The report also claims CCGs have been set up to “mirror” primary care trusts (PCTs) and practice based commissioning (PBC) groups and that the influence of the NHS’ past history was “much in evidence”.
t is suggested this could be because “most” of those GPs taking up leadership positions have acted as leaders in the past in other organisations such as PCTs or PBC groups.
Despite this, it is claimed there has been a “great deal” of enthusiasm from leading GPs as they engage with the new structures.
“Overall, we found evidence of a great deal of activity and hard work on the ground by those involved with the development of CCGs. governing body GPs and local managers are working together with a great deal of energy and commitment to implement the changes,” said the report.
At the time of the research carried out by Policy Research Unit in Commissioning and the Healthcare System (PRUComm), developing CCG structures were said to be “complicated and multi-layered”, as developing CCGs worked out how relationships between governance structures, operational responsibilities and grassroots’ members would work in the longer term.

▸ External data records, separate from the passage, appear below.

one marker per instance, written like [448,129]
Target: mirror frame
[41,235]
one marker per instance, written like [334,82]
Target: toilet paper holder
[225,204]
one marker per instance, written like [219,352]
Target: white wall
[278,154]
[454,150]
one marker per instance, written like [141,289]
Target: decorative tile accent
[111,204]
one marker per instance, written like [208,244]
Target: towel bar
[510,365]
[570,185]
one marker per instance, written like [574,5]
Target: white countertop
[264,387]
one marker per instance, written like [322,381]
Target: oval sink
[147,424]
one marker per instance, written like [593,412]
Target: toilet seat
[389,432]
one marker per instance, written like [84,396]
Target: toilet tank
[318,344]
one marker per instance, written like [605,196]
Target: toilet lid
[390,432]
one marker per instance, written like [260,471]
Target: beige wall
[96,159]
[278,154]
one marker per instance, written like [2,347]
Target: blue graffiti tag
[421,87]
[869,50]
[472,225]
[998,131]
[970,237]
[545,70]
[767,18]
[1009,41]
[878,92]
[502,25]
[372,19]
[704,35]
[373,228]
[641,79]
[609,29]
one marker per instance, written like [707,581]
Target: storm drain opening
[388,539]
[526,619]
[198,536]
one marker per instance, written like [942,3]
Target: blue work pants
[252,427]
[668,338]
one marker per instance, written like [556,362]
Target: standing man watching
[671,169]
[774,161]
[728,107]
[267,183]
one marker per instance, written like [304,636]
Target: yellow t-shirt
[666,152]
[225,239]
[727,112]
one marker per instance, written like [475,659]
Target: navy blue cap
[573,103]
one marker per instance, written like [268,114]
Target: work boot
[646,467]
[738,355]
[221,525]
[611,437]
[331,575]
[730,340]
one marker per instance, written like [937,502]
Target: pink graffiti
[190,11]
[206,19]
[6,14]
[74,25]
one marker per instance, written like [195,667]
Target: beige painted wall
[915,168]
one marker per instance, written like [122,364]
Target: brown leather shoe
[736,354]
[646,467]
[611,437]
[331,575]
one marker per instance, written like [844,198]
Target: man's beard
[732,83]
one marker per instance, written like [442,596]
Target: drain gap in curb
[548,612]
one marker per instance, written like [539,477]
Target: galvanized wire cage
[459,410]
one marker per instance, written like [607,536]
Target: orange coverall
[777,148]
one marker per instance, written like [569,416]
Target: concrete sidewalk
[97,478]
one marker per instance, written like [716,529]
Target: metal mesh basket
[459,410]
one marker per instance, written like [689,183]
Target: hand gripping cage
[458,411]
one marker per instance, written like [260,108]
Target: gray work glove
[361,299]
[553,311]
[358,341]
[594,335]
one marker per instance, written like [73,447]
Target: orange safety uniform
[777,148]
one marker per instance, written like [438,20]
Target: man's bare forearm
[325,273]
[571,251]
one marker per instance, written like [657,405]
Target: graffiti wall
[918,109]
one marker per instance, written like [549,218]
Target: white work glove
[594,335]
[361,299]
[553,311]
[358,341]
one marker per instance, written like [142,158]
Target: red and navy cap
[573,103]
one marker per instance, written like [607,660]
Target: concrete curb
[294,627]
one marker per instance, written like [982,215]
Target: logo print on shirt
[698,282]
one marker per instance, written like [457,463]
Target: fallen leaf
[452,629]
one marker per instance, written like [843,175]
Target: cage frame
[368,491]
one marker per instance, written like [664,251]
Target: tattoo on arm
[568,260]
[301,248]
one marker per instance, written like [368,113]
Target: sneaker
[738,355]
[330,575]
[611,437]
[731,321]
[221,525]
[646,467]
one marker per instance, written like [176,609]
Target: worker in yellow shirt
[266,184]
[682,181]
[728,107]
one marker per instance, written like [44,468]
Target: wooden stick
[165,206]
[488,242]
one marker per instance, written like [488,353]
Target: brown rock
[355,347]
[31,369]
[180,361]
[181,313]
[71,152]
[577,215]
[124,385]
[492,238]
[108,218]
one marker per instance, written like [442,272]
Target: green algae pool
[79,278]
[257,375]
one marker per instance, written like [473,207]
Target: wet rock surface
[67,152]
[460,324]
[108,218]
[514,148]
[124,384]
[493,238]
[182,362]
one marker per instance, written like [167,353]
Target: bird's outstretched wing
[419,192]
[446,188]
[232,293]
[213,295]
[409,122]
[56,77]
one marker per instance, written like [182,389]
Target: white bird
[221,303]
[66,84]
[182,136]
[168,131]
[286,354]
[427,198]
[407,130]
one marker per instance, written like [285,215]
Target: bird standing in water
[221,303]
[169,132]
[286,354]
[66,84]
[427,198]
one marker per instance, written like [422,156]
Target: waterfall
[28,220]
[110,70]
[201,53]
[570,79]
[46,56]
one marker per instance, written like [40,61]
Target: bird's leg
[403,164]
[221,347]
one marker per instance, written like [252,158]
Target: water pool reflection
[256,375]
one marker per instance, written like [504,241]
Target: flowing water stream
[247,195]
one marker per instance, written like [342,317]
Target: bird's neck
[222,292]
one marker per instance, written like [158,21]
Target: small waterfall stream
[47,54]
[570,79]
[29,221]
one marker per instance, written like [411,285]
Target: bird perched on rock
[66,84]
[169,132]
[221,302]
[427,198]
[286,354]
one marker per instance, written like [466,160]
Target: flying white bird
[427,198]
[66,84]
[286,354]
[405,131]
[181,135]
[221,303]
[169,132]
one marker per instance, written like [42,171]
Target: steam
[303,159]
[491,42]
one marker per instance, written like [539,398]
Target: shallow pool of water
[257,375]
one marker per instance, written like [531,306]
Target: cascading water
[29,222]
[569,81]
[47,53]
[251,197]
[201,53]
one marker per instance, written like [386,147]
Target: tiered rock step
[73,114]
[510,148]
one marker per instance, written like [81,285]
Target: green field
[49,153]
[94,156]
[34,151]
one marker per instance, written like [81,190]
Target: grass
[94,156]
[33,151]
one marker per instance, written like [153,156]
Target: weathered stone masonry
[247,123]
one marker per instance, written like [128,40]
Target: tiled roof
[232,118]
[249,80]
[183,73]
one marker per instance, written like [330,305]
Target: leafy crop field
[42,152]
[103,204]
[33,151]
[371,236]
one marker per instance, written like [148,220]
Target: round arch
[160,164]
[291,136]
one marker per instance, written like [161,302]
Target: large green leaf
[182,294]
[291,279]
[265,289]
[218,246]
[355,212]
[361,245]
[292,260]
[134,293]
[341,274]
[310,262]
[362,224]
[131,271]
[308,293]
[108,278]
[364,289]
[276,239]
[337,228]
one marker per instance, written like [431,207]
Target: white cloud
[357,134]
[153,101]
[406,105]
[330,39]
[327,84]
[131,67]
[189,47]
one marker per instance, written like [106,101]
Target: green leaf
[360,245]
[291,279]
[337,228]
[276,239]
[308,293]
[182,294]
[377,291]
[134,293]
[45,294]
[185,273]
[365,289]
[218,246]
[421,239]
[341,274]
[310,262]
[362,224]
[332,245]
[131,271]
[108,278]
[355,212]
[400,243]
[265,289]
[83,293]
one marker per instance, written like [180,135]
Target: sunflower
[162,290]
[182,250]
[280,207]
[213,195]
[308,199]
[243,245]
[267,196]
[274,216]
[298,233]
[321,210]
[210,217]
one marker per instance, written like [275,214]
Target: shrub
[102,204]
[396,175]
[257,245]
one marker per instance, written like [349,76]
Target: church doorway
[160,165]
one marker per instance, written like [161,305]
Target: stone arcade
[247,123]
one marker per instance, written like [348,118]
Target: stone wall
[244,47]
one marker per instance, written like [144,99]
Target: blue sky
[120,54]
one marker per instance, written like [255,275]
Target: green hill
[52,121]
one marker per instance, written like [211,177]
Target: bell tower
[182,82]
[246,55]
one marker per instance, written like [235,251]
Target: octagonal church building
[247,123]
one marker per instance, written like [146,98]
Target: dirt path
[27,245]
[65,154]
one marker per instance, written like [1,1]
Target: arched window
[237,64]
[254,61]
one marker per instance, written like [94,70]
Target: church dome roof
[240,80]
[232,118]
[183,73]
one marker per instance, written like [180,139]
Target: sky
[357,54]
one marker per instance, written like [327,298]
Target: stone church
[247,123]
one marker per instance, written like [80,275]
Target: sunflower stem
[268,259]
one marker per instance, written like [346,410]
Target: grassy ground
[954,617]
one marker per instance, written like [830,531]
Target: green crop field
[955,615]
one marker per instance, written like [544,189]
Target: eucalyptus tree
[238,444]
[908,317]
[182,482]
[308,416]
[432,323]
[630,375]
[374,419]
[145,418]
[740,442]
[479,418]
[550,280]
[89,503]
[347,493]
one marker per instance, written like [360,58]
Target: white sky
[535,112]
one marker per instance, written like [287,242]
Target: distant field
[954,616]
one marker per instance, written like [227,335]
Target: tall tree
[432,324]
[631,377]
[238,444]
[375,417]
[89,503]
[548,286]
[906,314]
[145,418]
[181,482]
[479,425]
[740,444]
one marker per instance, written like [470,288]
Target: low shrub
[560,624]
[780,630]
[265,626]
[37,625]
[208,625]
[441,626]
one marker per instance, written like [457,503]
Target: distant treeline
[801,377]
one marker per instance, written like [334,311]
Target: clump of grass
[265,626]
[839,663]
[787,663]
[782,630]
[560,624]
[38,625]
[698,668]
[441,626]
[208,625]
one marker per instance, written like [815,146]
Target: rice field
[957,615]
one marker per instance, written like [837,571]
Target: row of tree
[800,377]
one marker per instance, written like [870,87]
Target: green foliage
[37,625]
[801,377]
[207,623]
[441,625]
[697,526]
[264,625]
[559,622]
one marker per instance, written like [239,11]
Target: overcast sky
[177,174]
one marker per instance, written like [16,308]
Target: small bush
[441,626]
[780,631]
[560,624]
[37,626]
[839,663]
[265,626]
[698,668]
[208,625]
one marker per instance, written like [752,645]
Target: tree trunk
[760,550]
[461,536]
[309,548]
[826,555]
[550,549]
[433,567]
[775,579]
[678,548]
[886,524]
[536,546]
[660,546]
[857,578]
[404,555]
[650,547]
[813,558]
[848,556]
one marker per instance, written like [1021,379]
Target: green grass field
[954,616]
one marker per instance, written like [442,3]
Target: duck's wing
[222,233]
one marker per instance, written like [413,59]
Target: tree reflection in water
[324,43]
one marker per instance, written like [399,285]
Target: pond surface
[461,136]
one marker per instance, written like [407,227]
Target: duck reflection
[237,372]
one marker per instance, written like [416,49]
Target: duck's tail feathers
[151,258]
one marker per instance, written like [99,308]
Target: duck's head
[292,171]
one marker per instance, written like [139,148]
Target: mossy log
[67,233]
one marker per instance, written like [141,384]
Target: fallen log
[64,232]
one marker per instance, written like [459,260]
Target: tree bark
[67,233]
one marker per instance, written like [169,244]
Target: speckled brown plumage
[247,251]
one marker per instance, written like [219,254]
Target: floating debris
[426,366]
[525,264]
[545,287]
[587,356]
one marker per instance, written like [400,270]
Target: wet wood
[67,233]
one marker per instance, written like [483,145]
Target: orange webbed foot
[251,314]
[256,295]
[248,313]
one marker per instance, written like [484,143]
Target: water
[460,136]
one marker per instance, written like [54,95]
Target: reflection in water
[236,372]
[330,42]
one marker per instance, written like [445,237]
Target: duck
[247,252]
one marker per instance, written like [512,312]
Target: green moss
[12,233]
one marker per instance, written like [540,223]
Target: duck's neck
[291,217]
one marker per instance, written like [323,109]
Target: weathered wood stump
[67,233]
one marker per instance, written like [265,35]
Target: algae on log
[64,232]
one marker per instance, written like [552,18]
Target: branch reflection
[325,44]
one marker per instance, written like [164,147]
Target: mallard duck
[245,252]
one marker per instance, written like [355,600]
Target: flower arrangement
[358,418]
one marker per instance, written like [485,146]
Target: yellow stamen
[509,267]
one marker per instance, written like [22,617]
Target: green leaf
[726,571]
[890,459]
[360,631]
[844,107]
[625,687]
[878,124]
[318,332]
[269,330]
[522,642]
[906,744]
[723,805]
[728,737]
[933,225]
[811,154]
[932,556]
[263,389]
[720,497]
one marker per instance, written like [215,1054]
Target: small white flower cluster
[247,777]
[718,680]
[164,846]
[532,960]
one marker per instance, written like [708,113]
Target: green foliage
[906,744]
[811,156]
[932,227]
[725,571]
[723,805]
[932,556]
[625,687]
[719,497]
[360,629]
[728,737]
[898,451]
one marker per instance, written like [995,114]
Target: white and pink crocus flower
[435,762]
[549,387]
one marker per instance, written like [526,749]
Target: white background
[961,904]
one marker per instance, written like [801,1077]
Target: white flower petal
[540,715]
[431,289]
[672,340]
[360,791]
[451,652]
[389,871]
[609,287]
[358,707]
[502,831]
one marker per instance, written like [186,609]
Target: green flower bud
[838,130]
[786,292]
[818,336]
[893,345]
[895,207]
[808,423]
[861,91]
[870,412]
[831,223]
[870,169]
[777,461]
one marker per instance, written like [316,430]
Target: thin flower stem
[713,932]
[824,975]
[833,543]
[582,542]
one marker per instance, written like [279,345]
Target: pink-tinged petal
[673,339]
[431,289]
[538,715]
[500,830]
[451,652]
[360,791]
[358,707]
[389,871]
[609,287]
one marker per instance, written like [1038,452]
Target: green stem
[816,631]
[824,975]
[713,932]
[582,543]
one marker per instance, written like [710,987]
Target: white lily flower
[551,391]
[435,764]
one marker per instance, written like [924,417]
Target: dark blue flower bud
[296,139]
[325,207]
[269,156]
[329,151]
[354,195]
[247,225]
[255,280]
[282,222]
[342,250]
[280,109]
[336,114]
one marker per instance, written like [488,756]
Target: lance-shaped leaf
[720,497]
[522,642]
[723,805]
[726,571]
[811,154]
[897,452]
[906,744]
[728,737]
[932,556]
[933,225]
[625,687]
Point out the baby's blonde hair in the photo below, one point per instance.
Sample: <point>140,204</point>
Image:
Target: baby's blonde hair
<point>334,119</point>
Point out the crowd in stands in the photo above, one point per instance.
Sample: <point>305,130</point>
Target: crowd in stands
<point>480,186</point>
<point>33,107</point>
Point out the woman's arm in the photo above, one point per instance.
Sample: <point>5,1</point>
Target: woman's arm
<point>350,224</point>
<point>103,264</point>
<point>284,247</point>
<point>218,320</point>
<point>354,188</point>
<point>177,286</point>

The report warned it “remained unclear” how CCGs in the case study sites will address the need to be accountable both upwards to the NHS Commissioning Board (NHS CB) and downwards to their members and to the public at large.
A potential tension between a CCG’s desire to be a meaningful membership organisation and the perceived need to manage performance was also identified by researchers, after the CCGs studied and survey respondents reported they regarded the performance management of practice behaviour relating to commissioning – such as referrals and prescribing – as a “legitimate role for CCGs”.
The study involved detailed qualitative case studies in eight developing CCGs across England from Sept 2011-June 2012, as well as conducting web surveys of all developing CCGs at two points in time – December and April.